We were lucky to know the birthmother’s first name, so we referred to her by that name, although the kids knew that they had grown in her tummy and were familiar with the word “birthmother”.
Many adoptive parents of Korean children wear a necklace or bracelet with the word “omoni” on it. This can be seen as a positive sign of honoring your child’s origins and claiming your role as a parent.
One adoptive mother, though, had this thought: how would she feel about wearing that bracelet in front of her child’s birthmother?
I would probably not wear the bracelet at my first meetings with the birthmother, so as not to rub salt in the wound by emphasizing that I was the mother now.
At the same time, I am the mother who is parenting now. It’s nice to have the luxury of another language, so that the title that the birthmother perhaps dreamed of having for herself is not thrown in her face. It is a lot easier for me to let my children call their foster mother “Umma” than it would be to let them call her “Mom”. “Umma” has become a name to them, or it has come to mean “foster mother” to them.
(Most of the debate I’ve read seems to be about whether the title Omoni should be reserved for the birthmother. Perhaps the foster mother is forgotten in this equation, or perhaps I’m in an unusual spot in that my children were old enough to be using the word “umma’ for their foster mother.)
Missing from the conversation have been the voices of people who’ve adopted domestically, or of Korean people who’ve adopted within their country. People adopted in the same language group don’t have the luxury of a different word for Mother. Birthparents have to get used to hearing their child call someone else “Mom”. (It seems most children in the open adoptions I know of call their birthmother by her first name, although they may refer to her as “my other mother”. A few kids call the birthmother something like “Mama Penny”.)

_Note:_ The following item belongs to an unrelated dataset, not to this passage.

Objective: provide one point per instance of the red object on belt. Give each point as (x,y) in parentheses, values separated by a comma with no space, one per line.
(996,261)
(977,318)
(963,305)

The parents who now say they would not call themselves Omoni say it is insensitive to appropriate that title for themselves. They think it may be insensitive not only to the birthmother herself, but to others from their child’s country, who may think that the American mother is boasting about being able to raise that child when her birthmother and birth country could not.
I see this point. However, I also think it is important to acknowledge that we are our children’s parents. I don’t think it’s wrong to refer to myself as mother in any language. That someone else has had another mother role does not mean that I don’t have one now.
There is also now an awareness that, while transracial adoptive parents must think of themselves as belonging to a multiracial family, they perhaps should not appropriate their child’s culture themselves, dressing, eating and speaking Korean.
Like many adoption issues—actually, like many parenting issues—there are not necessarily right or wrong answers. The point is to do what works for your family, but with an awareness of why certain things might be painful to some people and a willingness to respect each other.